Pour son premier roman, Trancher, Amélie Cordonnier nous convie dans l’intimité d’une femme qui fait des listes pour ne rien oublier. Des listes de livres, de fêtes à souhaiter, de légumes à acheter… En mère de famille consciencieuse, elle note tout.
Vient le temps des listes d’insultes, celles que son mari lui adresse avec une soudaineté confondante et qu’elle consigne avec soin. Pour ne pas oublier.
Oublier, c’est ce qu’elle a tenté de faire, sept ans plus tôt, après s’être effondrée. Le couple s’est alors séparé avant de se retrouver autour d’une promesse : Aurélien allait travailler sur sa violence, il ne recommencerait pas… À l’inverse des miroirs brisés, cette promesse a été suivie de sept ans de bonheur.
Mais tout a une fin… « Je suis chez moi, quand même, alors ferme ta gueule une bonne fois pour toutes, connasse, si tu ne veux pas que je la réduise en miettes. »
Ainsi parle Aurélien à sa femme, lors d’un brutal accès de fureur. Les miettes, ce sont celles qui traînent sur la table du petit-déjeuner dominical qui réunit la famille. À cet endroit, la violence du verbe pulvérise la métaphore. Le sujet se trouve réduit à cette chose insignifiante, ce déchet de jouissance orale à évacuer.
Alors ça recommence.
« Quelque chose, mal recollé en toi il y a des années, s’est brisé net. »

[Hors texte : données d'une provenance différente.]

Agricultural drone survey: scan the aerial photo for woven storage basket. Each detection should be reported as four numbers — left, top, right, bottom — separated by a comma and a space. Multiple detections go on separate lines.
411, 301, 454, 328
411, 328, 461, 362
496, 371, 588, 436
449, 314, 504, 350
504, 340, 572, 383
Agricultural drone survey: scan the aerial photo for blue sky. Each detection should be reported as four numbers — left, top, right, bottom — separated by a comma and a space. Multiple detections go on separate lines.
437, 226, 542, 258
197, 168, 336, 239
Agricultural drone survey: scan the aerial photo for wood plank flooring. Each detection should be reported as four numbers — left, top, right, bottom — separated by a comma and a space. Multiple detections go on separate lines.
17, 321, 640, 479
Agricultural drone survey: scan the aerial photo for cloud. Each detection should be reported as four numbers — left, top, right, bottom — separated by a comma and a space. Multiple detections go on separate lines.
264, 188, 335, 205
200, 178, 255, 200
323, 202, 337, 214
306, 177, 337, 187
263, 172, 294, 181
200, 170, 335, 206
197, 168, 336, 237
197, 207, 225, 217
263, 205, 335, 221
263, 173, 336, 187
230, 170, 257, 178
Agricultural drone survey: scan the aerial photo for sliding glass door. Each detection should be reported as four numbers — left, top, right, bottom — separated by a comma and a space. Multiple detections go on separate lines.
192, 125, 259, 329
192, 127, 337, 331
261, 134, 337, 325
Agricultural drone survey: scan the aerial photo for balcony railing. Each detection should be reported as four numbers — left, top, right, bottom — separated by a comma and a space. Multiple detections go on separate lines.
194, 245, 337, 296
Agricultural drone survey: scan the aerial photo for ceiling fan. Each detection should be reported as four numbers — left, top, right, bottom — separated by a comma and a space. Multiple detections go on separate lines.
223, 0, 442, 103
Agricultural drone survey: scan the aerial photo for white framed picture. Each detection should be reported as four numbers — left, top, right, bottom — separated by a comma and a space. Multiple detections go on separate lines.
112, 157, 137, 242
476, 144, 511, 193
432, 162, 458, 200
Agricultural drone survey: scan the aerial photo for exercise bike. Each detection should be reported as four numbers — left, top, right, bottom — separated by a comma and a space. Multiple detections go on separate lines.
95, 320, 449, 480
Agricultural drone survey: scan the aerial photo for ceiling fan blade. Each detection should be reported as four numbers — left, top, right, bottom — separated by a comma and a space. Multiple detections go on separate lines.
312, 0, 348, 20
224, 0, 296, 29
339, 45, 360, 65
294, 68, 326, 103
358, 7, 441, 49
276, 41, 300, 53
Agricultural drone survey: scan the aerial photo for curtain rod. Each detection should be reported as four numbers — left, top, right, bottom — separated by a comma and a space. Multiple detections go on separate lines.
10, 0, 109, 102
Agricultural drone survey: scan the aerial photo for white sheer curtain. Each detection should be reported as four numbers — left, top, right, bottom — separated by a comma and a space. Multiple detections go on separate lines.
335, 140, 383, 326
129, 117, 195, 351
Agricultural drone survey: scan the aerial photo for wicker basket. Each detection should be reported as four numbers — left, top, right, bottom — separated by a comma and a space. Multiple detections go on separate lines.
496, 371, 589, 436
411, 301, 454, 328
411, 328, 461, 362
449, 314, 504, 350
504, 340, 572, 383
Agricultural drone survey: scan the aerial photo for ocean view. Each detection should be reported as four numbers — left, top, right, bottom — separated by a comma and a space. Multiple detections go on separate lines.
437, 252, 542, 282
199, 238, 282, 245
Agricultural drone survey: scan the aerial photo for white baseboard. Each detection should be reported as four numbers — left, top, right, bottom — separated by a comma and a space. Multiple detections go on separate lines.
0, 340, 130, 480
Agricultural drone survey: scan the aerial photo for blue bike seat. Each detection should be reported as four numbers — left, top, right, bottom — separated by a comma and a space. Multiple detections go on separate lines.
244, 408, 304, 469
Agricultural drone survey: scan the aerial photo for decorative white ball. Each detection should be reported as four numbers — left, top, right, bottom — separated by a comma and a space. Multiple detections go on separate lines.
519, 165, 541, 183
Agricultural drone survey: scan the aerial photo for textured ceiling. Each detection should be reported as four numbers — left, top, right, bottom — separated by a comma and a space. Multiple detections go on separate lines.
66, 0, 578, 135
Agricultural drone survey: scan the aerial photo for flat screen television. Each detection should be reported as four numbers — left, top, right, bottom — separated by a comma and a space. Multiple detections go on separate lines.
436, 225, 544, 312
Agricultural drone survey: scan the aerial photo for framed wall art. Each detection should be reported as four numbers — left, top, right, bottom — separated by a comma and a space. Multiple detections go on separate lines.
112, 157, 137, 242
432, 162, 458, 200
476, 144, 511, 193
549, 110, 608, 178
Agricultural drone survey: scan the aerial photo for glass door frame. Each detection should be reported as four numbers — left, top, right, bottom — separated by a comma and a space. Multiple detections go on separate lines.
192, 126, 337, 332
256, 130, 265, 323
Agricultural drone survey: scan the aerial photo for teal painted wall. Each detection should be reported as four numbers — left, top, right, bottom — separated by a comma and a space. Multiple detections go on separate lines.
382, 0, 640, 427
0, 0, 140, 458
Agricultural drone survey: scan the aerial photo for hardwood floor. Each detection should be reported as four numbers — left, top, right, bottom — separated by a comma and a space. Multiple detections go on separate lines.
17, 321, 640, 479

Effets de la parole sur le corps, l’héroïne tombe de son vélo. Une chute, en apparence anodine, qui en condense pourtant une autre. Est-ce une re-chute ? « Mais tu te jures, au plus profond de toi, que cette fois tu ne t’effondreras pas. »
Suit l’alternance des crises et des rémissions. De l’espoir et du découragement. Régulièrement, Aurélien explose et sa parole fuse, ordurière. Il dénigre, rabaisse, avilit l’autre comme pour, mécaniquement, se rehausser. Tout y passe. « Te voilà redevenue la chienne qu’il faut museler, la connasse qui n’a pas le droit de l’ouvrir » Curieusement, une fois calmé, il dit ne pas se souvenir de ses propos dégradants et redevient un mari gentil, un père attentif qui jure qu’on n’y l’y reprendra plus… jusqu’à la fois suivante.
Et l’héroïne de s’interroger. Partir ou rester ? C’est ce qu’elle va devoir trancher…
« Il a improvisé des promenades dans les jardins refleuris et des déambulations dans les rues de Paris. »
Ça vous dit quelque chose ? Un air dans la tête, peut-être… En contrepoint des horreurs, l’écriture d’Amélie Cordonnier est parsemée de références discrètes à Barbara ou Baudelaire comme pour nous rappeler qu’une langue est faite de ces paroles répétées, tellement entendues, tellement familières, qu’on finit par les reprendre à son compte en n’en distinguant plus les contours. Si c’est vrai pour la poésie, qu’elle s’inscrit dans notre chair et fait intimement partie de nous, pourquoi n’en serait-il pas de même avec les invectives surgies dans la banalité du quotidien, les insultes lancinantes entendues encore et encore ? Malgré ses efforts pour faire barrage à la parole destructrice qui l’assaille, l’héroïne doute. « Ce n’est pas si facile de ne pas croire ce qu’il te dit. […] Tu n’es pas la gourde, la bonne à rien, la fille incapable qu’il décrit. »
Le lecteur suit le cheminement de cette femme qui s’accroche à son rêve brisé de famille idéale. On la voit hésiter, se demander si, en partant, elle ne va pas détruire la vie de ses enfants. Après tout, se dit-elle, ce ne sont que des paroles… Des insultes, des menaces mais pas de coups qui feraient trace et donneraient la peau pour témoignage. Et puis… on lui a appris à être douce et compréhensive. À ne surtout pas geindre. Et à se remaquiller après la débâcle. Elle s’y applique sans voir que ces injures qu’elle encaisse teintent peu à peu sa langue d’une trivialité nouvelle. Qu’à force d’être dégradée par l’agressivité de l’autre, elle se dégrade elle-même et choit dans la fange qui lui est promise. Dans une scène hallucinante, l’auteure montre jusqu’où peut conduire cette destructivité quand il s’agit de se faire l’objet massacré de l’autre.
« Trancher » rappelle qu’il est des couples où les mots ne sont plus à la noce. Pour dire cette violence invisible et cerner les traces profondes laissées par la parole, il ne reste parfois que le cabinet de l’analyste… et la littérature.